Les jeunes Québécois et le vote
L’éducation à la politique brille par son absence dans le parcours scolaire
Ayant toujours exercé mon droit de vote depuis ma majorité et ayant le sentiment que mes camarades faisaient de même, je m’explique difficilement la statistique qui avance que seulement 40 % des 1834 ans sont allés voter aux dernières élections provinciales. Ennui ? Désintérêt ? Cynisme ? Ignorance ?
Il faut dire que l’éducation à la citoyenneté et à la politique brille par son absence de notre parcours scolaire. Comment développer une sensibilité aux enjeux actuels ou même au système électoral sans jamais avoir abordé la vie démocratique au sens large avant d’en arriver aux études collégiales ? La politique et l’histoire étant intimement liées, je tente de me remémorer mes apprentissages sur les bancs d’école, mais, rapidement, je prends conscience d’un immense vide dans la transmission de notre histoire récente.
Bien entendu, on m’a raconté avec une certaine verve la découverte des Amériques, l’histoire de Christophe Colomb, de Samuel de Champlain, de Chomedey de Maisonneuve, mais on m’en a dit très peu sur Marguerite Bourgeoys. J’ai appris par coeur l’appellation et les numéros des régions administratives du Québec (Abitibi-Témiscamingue (08) : région resssource !), mais jamais le nom des territoires autochtones. J’ai entendu parler pour la première fois de Pierre Elliott Trudeau lorsqu’on a renommé l’aéroport de Montréal en son nom. Et, pourquoi ai-je entendu parler de la crise d’Octobre pour la première fois de ma vie lors de la projection du film Les ordres de Michel Brault dans le cadre d’un cours à l’Université ?

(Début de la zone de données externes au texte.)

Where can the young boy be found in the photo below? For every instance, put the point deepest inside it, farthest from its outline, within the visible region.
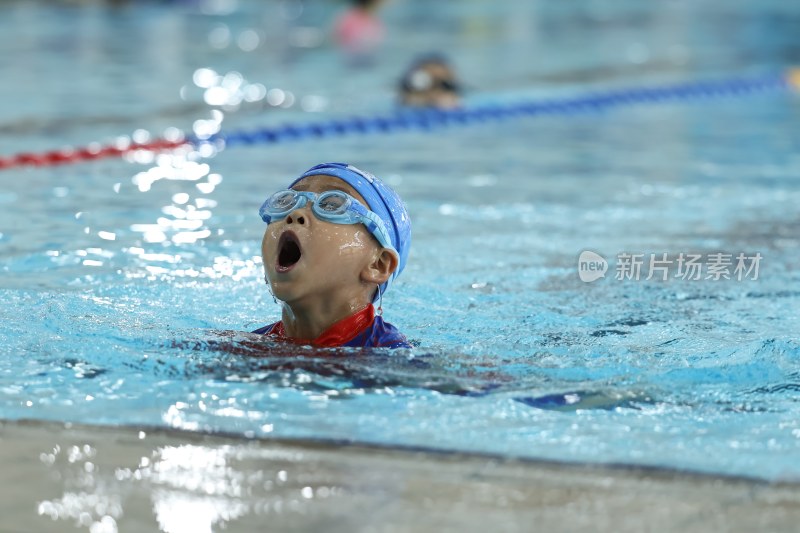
(334, 242)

Le désinvestissement d’une partie des millénariaux face au système démocratique est intrinsèquement rattaché à la méconnaissance de notre histoire, de nos racines et de la politique au sens large. Dans ce cas, n’est-il pas normal qu’une personne âgée de 18 ans ne se sente ni interpellée ni concernée le jour du scrutin ? Toutefois, le système d’éducation ne peut porter à lui seul l’entière responsabilité à ce manquement.
À la maison
Mon premier souvenir politique doit remonter à 1995 — j’avais 7 ans. Je me rappelle de ces affiches du Oui avec la marguerite à la place du « o » et des pancartes du Non, beaucoup moins jolies. Je me rappelle de la petite télévision à écran cathodique posée sur le comptoir de la cuisine; nous mangions en silence les yeux rivés sur l’écran. Je me souviens avoir vu à l’écran une foule en liesse et un certain Jacques Parizeau prononcer un discours enlevant, mais prononçant aussi des mots qui ne lui seront jamais pardonnés. Et puis, silence radio. On ne m’a jamais expliqué de quoi il s’agissait ce jour-là. En fait, j’ai eu quelques éclaircissements le lendemain, c’est une copine de classe — 7 ans elle aussi — qui m’avait candidement expliqué que si le Oui l’avait emporté, la capitale du pays aurait été dans l’obligation de déménager d’Ottawa vers Québec, ce qui aurait été très compliqué. Je ne voyais pas pourquoi on en faisait tout un plat. De toute évidence, la politique semblait être un sujet bien trop complexe à aborder avec des enfants.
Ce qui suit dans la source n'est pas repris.